Laguerre–Forsyth invariant

In projective geometry, the Laguerre–Forsyth invariant is a cubic differential that is an invariant of a projective plane curve. It is named for Edmond Laguerre and Andrew Forsyth, the latter of whom analyzed the invariant in an influential book on ordinary differential equations.

Suppose that ${\displaystyle p:\mathbf {P} ^{1}\to \mathbf {P} ^{2}}$ is a three-times continuously differentiable immersion of the projective line into the projective plane, with homogeneous coordinates given by ${\displaystyle p(t)=(x_{1}(t),x_{2}(t),x_{3}(t))}$ then associated to p is the third-order ordinary differential equation

${\displaystyle \left|{\begin{matrix}x&x'&x''&x'''\\x_{1}&x_{1}'&x_{1}''&x_{1}'''\\x_{2}&x_{2}'&x_{2}''&x_{2}'''\\x_{3}&x_{3}'&x_{3}''&x_{3}'''\\\end{matrix}}\right|=0.}$

Generically, this equation can be put into the form

${\displaystyle x'''+Ax''+Bx'+Cx=0}$

where ${\displaystyle A,B,C}$ are rational functions of the components of p and its derivatives. After a change of variables of the form ${\displaystyle t\to f(t),x\to g(t)^{-1}x}$, this equation can be further reduced to an equation without first or second derivative terms

${\displaystyle x'''+Rx=0.}$

The invariant ${\displaystyle P=(f')^{2}R}$ is the Laguerre–Forsyth invariant.

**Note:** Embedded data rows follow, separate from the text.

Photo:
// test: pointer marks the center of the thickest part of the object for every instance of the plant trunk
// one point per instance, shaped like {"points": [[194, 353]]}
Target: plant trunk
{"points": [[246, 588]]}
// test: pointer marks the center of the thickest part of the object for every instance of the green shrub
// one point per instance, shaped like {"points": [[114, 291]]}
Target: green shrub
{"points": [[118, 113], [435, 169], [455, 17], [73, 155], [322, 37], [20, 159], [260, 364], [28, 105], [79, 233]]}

A key property of P is that the cubic differential P(dt)³ is invariant under the automorphism group ${\displaystyle PGL(2,\mathbf {R} )}$ of the projective line. More precisely, it is invariant under ${\displaystyle t\to {\frac {at+b}{ct+d}}}$, ${\displaystyle dt\to {\frac {ad-bc}{(ct+d)^{2}}}dt}$, and ${\displaystyle x\to C(ct+d)^{-2}x}$.

The invariant P vanishes identically if (and only if) the curve is a conic section. Points where P vanishes are called the sextactic points of the curve. It is a theorem of Herglotz and Radon that every closed strictly convex curve has at least six sextactic points. This result has been extended to a variety of optimal minima for simple closed (but not necessarily convex) curves by Thorbergsson & Umehara (2002), depending on the curve's homotopy class in the projective plane.